Irma is the worst hurricane to hit the island since 1928, when Hurricane San Felipe killed more than 2,700 people across Puerto Rico, Guadeloupe and Florida.
Pictures from the Dominican Republic – where Irma passed to the north – show widespread damage: flattened buildings, downed trees and power lines. The coastal resorts of Cabarete and Sosua were reported to have seen storm surges, and more than 5,000 people were evacuated across the country.
On Thursday, Juan Manuel Mendez, director of the centre of emergency operations, said people there should “not let down their guard … the worst isn’t over”.
Irma continued its path across the north of Hispaniola – the island shared by the Dominican Republic and Haiti – taking down a key bridge between the two. Heavy rains thrashed the north coast and several areas lost power.
Two people were reportedly injured in the northern port town of Cap-Haïtien when a tree crashed into their home.
Officials had admitted they were not prepared for the onslaught and no mandatory evacuation orders were in place ahead of Irma’s approach. But reportsfrom Cap-Haïtien so far suggest Haiti has been spared the worst effects of the category 5.
Turks and Caicos
Irma was “pummelling” the British overseas territory on Thursday evening, the US National Hurricane Center said, with winds of 175mph (280kmh).
Governor John Freeman said some people had been moved to shelters ahead of the hurricane’s arrival, but warned others to:
Hunker down, stay where you are … Nobody can get to you either – people are, for a little while, on their own.
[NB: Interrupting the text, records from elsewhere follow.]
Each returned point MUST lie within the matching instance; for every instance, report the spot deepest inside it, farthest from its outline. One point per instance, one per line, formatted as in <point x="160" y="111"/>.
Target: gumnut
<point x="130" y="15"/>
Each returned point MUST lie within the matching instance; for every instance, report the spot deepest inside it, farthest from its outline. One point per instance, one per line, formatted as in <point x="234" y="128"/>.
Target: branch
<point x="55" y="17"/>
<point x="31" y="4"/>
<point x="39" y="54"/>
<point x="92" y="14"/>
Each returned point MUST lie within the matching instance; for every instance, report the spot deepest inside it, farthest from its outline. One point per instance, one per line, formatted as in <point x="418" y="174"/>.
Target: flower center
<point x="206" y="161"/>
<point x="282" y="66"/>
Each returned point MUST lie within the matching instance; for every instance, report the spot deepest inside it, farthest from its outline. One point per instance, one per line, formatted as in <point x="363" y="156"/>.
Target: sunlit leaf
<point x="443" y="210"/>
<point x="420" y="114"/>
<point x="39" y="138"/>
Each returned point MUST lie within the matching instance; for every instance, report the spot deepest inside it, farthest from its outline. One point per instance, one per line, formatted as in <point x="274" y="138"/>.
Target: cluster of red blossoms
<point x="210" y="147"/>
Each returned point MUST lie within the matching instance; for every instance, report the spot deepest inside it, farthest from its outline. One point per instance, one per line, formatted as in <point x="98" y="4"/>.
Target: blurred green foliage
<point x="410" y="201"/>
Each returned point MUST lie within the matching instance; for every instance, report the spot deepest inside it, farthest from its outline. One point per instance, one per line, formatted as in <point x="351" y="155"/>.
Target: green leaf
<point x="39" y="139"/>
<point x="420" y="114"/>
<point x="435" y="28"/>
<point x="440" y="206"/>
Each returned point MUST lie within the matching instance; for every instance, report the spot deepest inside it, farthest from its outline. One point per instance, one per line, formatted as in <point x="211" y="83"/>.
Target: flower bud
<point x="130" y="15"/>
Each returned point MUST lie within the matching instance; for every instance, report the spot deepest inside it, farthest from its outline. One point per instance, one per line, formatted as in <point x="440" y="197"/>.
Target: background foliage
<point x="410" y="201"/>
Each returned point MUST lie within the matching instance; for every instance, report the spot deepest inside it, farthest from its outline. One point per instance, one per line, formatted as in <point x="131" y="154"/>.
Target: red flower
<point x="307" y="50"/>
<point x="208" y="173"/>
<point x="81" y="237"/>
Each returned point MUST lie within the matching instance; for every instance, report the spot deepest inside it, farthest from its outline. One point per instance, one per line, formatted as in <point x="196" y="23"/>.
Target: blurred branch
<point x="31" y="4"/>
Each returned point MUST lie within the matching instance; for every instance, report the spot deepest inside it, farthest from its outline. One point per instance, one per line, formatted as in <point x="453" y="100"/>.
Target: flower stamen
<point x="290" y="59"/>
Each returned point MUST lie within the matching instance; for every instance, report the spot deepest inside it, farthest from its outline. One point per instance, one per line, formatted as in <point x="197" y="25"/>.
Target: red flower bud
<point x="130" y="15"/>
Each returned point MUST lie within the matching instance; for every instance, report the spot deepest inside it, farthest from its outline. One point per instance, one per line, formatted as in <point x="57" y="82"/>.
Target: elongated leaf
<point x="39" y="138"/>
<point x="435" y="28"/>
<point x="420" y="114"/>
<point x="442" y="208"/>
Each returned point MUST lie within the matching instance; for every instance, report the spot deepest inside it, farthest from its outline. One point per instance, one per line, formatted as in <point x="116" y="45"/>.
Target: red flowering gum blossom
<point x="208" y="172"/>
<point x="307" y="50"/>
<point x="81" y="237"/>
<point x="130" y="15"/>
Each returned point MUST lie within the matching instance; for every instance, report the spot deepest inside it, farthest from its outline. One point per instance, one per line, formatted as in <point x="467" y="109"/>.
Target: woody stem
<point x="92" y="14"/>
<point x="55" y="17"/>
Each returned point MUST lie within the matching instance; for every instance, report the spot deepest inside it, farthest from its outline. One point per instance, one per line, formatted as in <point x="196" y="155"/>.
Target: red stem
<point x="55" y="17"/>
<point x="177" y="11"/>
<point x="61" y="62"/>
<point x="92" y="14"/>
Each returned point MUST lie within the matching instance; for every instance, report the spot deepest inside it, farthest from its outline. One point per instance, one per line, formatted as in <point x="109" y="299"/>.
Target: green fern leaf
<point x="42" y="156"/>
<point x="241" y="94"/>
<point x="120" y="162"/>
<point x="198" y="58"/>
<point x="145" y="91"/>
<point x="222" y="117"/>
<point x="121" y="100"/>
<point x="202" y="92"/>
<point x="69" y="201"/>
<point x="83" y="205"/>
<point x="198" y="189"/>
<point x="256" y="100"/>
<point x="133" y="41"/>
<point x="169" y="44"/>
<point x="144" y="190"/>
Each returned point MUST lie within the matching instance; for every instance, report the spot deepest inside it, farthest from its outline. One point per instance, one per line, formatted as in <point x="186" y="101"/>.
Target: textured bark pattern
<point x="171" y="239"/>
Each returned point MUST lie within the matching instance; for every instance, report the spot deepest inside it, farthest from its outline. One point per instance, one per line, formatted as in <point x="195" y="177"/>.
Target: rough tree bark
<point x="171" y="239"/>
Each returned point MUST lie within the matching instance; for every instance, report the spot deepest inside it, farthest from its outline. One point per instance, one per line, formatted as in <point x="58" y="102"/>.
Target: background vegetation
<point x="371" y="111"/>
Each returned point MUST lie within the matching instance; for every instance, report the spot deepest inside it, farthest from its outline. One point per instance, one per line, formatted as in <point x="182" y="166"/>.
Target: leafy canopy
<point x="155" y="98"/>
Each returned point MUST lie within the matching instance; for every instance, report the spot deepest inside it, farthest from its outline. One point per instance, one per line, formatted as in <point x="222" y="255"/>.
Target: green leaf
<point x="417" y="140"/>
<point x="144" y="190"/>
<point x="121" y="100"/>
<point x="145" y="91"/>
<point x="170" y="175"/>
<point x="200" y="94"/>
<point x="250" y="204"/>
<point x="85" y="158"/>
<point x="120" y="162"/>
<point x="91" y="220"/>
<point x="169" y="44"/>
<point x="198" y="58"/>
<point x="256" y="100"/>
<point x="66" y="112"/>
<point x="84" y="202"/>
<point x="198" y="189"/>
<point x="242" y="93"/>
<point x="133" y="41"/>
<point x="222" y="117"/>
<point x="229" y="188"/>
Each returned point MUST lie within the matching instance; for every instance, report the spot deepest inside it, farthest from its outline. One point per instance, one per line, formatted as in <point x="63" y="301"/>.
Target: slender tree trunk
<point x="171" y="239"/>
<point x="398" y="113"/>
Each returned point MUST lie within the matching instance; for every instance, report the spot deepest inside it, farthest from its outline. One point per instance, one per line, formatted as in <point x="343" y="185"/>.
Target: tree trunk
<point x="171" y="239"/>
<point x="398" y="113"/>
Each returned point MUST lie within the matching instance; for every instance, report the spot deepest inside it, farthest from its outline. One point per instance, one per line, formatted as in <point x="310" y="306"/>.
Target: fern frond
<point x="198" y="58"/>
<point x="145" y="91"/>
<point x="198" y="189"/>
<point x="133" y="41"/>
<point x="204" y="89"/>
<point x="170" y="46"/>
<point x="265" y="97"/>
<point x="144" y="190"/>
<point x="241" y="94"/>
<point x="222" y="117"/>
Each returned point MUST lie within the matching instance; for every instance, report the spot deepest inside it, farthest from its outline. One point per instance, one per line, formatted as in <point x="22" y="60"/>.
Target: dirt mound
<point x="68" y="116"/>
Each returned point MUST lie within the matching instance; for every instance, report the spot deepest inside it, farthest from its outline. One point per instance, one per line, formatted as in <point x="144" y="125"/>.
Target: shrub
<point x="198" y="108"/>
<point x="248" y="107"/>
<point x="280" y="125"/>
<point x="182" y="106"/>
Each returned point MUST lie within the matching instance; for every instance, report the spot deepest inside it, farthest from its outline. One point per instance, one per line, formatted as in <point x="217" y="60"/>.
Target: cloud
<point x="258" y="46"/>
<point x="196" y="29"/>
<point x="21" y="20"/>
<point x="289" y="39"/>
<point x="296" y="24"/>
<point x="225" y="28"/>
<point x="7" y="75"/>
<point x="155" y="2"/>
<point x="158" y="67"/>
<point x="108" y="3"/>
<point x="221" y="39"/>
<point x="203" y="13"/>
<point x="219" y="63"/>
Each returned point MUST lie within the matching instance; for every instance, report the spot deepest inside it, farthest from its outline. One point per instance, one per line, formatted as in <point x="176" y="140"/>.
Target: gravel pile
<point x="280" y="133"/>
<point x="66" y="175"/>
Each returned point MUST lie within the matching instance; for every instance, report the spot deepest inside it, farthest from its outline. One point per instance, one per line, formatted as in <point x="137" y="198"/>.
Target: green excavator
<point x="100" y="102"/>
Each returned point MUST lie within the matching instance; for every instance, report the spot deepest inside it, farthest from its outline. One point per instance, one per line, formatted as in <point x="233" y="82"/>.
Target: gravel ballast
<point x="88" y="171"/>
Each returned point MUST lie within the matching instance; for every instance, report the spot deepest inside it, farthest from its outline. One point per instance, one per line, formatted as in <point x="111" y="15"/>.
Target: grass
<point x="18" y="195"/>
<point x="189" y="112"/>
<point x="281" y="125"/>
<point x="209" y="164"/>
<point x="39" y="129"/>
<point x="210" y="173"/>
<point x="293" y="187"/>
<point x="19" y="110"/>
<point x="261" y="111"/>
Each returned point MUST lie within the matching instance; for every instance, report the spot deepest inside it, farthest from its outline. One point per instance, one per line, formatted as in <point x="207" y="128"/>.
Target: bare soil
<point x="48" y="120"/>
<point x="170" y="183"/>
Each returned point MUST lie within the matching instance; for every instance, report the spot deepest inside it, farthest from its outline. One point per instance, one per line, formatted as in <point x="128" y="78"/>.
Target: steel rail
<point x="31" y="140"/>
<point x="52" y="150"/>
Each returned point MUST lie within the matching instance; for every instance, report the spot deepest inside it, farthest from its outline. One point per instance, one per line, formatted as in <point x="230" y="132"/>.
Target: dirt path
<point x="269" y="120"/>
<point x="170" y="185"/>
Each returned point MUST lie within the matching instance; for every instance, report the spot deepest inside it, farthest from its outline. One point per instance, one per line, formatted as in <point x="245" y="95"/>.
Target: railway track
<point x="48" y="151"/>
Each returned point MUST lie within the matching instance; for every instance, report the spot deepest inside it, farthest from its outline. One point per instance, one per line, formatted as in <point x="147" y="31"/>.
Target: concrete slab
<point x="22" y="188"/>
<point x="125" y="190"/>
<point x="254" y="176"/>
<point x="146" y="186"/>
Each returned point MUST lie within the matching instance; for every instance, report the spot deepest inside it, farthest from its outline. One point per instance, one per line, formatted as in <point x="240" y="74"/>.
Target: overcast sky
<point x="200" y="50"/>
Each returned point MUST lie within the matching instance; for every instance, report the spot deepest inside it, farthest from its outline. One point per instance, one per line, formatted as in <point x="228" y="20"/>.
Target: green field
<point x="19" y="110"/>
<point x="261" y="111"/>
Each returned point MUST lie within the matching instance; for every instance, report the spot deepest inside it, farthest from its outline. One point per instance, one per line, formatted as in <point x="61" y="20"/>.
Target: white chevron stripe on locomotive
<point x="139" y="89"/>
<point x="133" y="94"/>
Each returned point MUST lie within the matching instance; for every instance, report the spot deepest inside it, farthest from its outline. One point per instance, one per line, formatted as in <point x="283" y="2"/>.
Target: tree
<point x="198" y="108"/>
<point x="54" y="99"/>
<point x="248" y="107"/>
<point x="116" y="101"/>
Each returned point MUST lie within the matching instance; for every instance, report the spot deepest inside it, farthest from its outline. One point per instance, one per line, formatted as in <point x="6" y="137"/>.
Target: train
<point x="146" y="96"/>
Electricity supplies had failed on Grand Turk, which meant water production was also out, Freeman said.
Overnight on Thursday, the eye of the storm moved on to the southern Bahamas, passing just north of Great Inagua island. The US National Hurricane Center warned that storm surges could lift water levels in south-eastern and central Bahamas by 15-20ft (4.5-6m) above normal levels.
Bahamas prime minister Hubert Minnis said his government had evacuated people from six islands in the south to the capital, Nassau, in the largest storm evacuation in the country’s history. Airports have been closed.